Pragmatic inference and visual abstraction enable contextual flexibility during visual communication
This work addresses the problem of understanding contextual flexibility in visual communication for cognitive science and AI, providing an algorithmically explicit theory, but it is incremental as it builds on existing concepts of abstraction and inference.
The study tackled how people adapt drawings for communication by testing participants in a drawing-based reference game, finding that on 'far' trials with different object categories, sketchers achieved high recognition accuracy (concrete numbers not provided) while using fewer strokes, less ink, and less time compared to 'close' trials. They developed a computational model combining visual abstraction and pragmatic inference that fit human data well and outperformed lesioned variants.
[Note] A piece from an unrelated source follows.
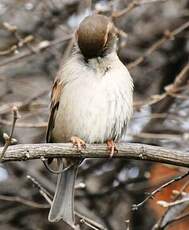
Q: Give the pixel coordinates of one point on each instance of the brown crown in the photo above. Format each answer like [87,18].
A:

Visual modes of communication are ubiquitous in modern life --- from maps to data plots to political cartoons. Here we investigate drawing, the most basic form of visual communication. Participants were paired in an online environment to play a drawing-based reference game. On each trial, both participants were shown the same four objects, but in different locations. The sketcher's goal was to draw one of these objects so that the viewer could select it from the array. On `close' trials, objects belonged to the same basic-level category, whereas on `far' trials objects belonged to different categories. We found that people exploited shared information to efficiently communicate about the target object: on far trials, sketchers achieved high recognition accuracy while applying fewer strokes, using less ink, and spending less time on their drawings than on close trials. We hypothesized that humans succeed in this task by recruiting two core faculties: visual abstraction, the ability to perceive the correspondence between an object and a drawing of it; and pragmatic inference, the ability to judge what information would help a viewer distinguish the target from distractors. To evaluate this hypothesis, we developed a computational model of the sketcher that embodied both faculties, instantiated as a deep convolutional neural network nested within a probabilistic program. We found that this model fit human data well and outperformed lesioned variants. Together, this work provides the first algorithmically explicit theory of how visual perception and social cognition jointly support contextual flexibility in visual communication.